# New to Wales



## RedCloudMC (Jul 19, 2008)

Well after the longest sale process in history, we've finally landed in Wales! Just bought a place near Welshpool and loving it. If you're in the Welshpool area and fancy swapping tips etc, just let me know. In the process now of converting a barn into a double garage...which is fun!

Cheers :thumb:


----------



## MA3RC (Jun 19, 2012)

Welcome to Wales


----------



## bazz (May 15, 2007)

welcome to wales fella


----------



## Edstrung (Apr 6, 2009)

Finally 

Well done fella, hope you settle in well


----------



## littlejack (Jun 11, 2008)

Welcome to wales :wave::thumb:


----------



## Phil H (May 14, 2006)

Welcome!!


----------



## wylie coyote (Jul 15, 2007)

Now you can put all those detailing products through a REAL test!! Winter in Wales.

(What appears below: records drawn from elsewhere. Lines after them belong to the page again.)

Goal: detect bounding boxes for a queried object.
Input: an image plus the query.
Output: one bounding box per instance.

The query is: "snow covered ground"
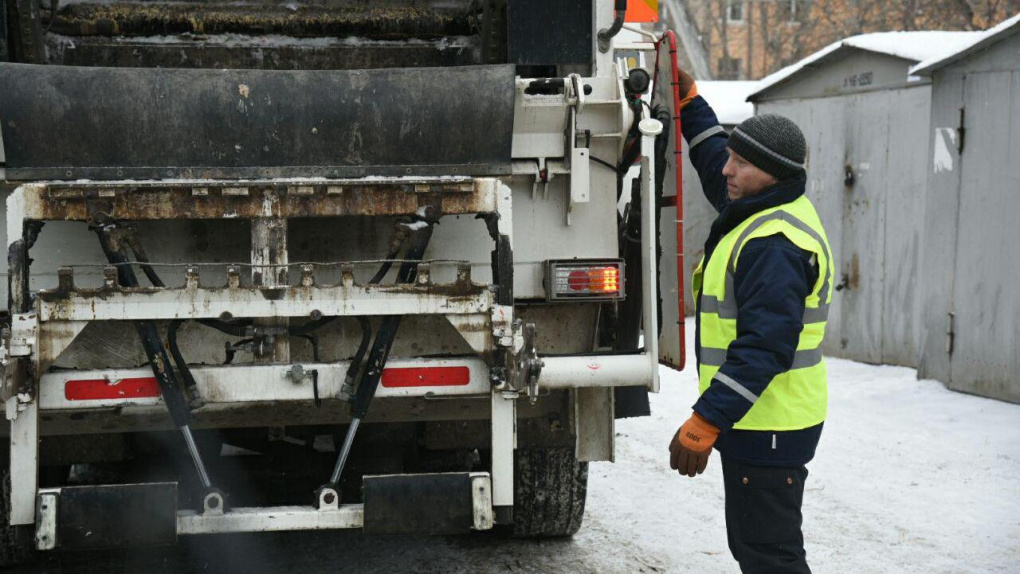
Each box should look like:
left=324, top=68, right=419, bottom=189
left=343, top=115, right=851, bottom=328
left=582, top=322, right=1020, bottom=573
left=18, top=319, right=1020, bottom=573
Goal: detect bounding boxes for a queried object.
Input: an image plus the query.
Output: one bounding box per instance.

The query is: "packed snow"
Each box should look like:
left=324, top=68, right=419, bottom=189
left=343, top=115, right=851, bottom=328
left=911, top=12, right=1020, bottom=75
left=752, top=31, right=981, bottom=97
left=581, top=318, right=1020, bottom=573
left=16, top=319, right=1020, bottom=573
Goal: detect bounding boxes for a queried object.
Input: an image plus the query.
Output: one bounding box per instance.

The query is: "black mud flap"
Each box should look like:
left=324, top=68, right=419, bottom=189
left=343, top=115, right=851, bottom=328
left=41, top=483, right=178, bottom=551
left=363, top=472, right=492, bottom=535
left=0, top=63, right=515, bottom=181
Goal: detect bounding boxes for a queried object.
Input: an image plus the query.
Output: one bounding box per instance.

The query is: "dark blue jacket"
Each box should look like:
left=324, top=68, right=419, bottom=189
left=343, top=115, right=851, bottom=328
left=681, top=96, right=823, bottom=467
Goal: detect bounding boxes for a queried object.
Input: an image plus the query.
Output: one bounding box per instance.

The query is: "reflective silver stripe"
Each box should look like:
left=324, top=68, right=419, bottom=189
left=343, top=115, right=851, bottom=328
left=803, top=304, right=829, bottom=324
left=689, top=125, right=726, bottom=149
left=791, top=347, right=823, bottom=369
left=700, top=294, right=737, bottom=319
left=728, top=210, right=833, bottom=307
left=699, top=347, right=728, bottom=366
left=732, top=126, right=806, bottom=170
left=703, top=296, right=827, bottom=323
left=700, top=346, right=823, bottom=369
left=699, top=272, right=738, bottom=319
left=713, top=372, right=759, bottom=404
left=704, top=271, right=825, bottom=322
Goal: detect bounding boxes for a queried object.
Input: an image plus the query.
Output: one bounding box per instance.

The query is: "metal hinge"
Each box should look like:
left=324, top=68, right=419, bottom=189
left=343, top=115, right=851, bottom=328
left=946, top=311, right=955, bottom=356
left=957, top=107, right=966, bottom=155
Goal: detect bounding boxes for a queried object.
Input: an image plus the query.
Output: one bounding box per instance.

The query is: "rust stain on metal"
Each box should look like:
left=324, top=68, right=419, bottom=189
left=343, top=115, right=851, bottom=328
left=49, top=4, right=472, bottom=39
left=36, top=181, right=493, bottom=221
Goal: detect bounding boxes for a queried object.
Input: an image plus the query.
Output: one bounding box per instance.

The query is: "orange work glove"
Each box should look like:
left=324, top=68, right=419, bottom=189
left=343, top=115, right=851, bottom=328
left=668, top=413, right=719, bottom=477
left=678, top=68, right=698, bottom=110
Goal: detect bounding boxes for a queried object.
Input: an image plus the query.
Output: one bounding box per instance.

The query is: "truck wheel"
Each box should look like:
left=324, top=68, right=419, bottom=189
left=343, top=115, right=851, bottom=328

Let the transformation into a Welshman begin.:lol:


----------



## MA3RC (Jun 19, 2012)

wylie coyote said:


> Now you can put all those detailing products through a REAL test!! Winter in Wales.
> 
> Let the transformation into a Welshman begin.:lol:


*all year round in Wales


----------



## mattjonescardiff (Dec 12, 2006)

Croeso i Gymru!


----------



## Ti22 (Mar 24, 2009)

Welcome!


----------



## Osarkon (Feb 20, 2011)

Welcome to the land of perpetual rain


----------



## RedCloudMC (Jul 19, 2008)

Thanks for all the warm welcomes guys.

I had noticed it likes to rain a bit here so have already cracked open the LSP for a top up to see me through to the winter prep early next month. Hopefully I'll have the garage finished by then and I can work away until the small hours...tinkering as they say :buffer:

Cheers again - loving Wales. Great roads (if full of tractors and tourists out our way) and, as a mountain biker too, some amazing riding. Spot on :thumb:

Ta


----------